Where we use the **baseline** $b_{xi}$.

$b_{xi} = \mu + b_x + b_i$

$\mu$ is the **overall mean rating**.

$b_x$ is the **rating deviation** of user $x$:
> $b_x$ = (average rating of user $x$) - $\mu$

$b_i$ is the **rating deviation** of item $i$:
> $b_i$ = (average rating of item $i$) - $\mu$

In [73]:
overall_mean_rating = np.average(Y, weights=R)
users_mean_rating = np.average(Y, axis=0, weights=R)
users_mean_deviation = users_mean_rating - overall_mean_rating
items_mean_rating = np.average(Y, axis=1, weights=R)
items_mean_deviation = items_mean_rating - overall_mean_rating

def baseline(item, user):
    return overall_mean_rating + users_mean_deviation[user] + items_mean_deviation[item]
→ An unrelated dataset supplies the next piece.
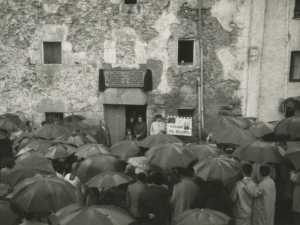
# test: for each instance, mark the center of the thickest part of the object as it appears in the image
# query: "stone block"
(159, 100)
(225, 112)
(237, 111)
def co_filtering_baselined(item, user, k=10):
    Y_meaned_rated_by_user = Y_meaned[R[:, user] == 1] # items - users_mean_rating filtered by user_rating
    Y_rated_by_user = Y[R[:, user] == 1] # items filtered by user_rating
    nn = NearestNeighbors(n_neighbors=k, metric='cosine')
    nn.fit(Y_meaned_rated_by_user)
    nn_distances, nn_indices = nn.kneighbors(Y_meaned[[item],:], n_neighbors=k)
    nn_baselines = overall_mean_rating + users_mean_deviation[user] + items_mean_deviation[R[:,user]==1][nn_indices]
    nn_ratings = Y_rated_by_user[nn_indices, user] - nn_baselines
    return baseline(item, user) + (nn_distances[0] @ nn_ratings[0]) / nn_distances.sum()

co_filtering_baselined(3,10)

2.6563863076335448

In [75]:
Y

array([[5., 4., 0., ..., 5., 0., 0.],
       [3., 0., 0., ..., 0., 0., 5.],
       [4., 0., 0., ..., 0., 0., 0.],
       ...,
       [0., 0., 0., ..., 0., 0., 0.],
       [0., 0., 0., ..., 0., 0., 0.],
       [0., 0., 0., ..., 0., 0., 0.]])

In [78]:
co_filtering_baselined(1,0,k=10)

3.3193893724887324

### Root Mean Squared Error (RMSE)

> $\displaystyle RMSE = \sqrt{\frac{\sum_{(i,x)}(\hat{r}_{xi} - r_{xi})^2}{|R|}}$

$R$ is the ratings matrix, $R \in \mathbb{R}^{m \times n}$.

$\hat{r}_{xi}$ is a **Predicted** rating of user $x$ on item $i$.

$r_{xi}$ is a **True** rating of user $x$ on item $i$.

$|R|$ is the total number of ratings.